Sex as a concept is not just a product of physiology (our bodies and their attributes), but rather, it is a product of a relationship between human physiology and how society is organized. To clarify, let us pose some questions: We know that the division of people into the categories "female" and "male" is very important to societies today. For example, in most cases, within the first few minutes or seconds after a person is born, a doctor or someone else present at birth examines the child's genitals and proclaims, "it's a boy!" or "it's a girl!". Perhaps a more liberal-minded doctor might instead proclaim, "it's male" or "it's female!". In either case, this proclamation made on the basis of what genitals one has at birth obviously has huge implications for the child growing up. It colors how the child will be treated, what will be expected of them, and so on. But why is the presence of a penis or a vulva so important to us? Why don't we treat eye color, for example, with the same significance?

The point in raising these questions is to show how classifying people based on genitals, and placing significance on genitals as opposed to other traits (such as eye color or anything else), are social acts. We cannot understand sex without talking about society and how people interact with each other and their bodies.

Penises and ejaculate and prostate glands occur in nature, but the notion that these anatomical traits comprise a sex—a discrete class, separate and distinct, metaphysically divisible from some other sex, the "other sex"—is simply that: a notion, an idea. The penises exist; the male sex does not.
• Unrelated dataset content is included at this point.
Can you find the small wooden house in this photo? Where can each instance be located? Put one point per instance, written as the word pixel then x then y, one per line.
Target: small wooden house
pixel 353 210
The male sex is socially constructed. It is a political entity that flourishes only through acts of force and sexual terrorism. Apart from the global inferiorization and subordination of those who are defined as "nonmale", the idea of personal membership in the male sex class would have no recognizable meaning. It would make no sense. No one could be a member of it and no one would think they should be a member of it. There would be no male sex to belong to. That doesn’t mean there wouldn’t still be penises and ejaculate and prostate glands and such. It simply means that the center of our selfhood would not be required to reside inside an utterly fictitious category—a category that only seems real to the extent that those outside it are put down.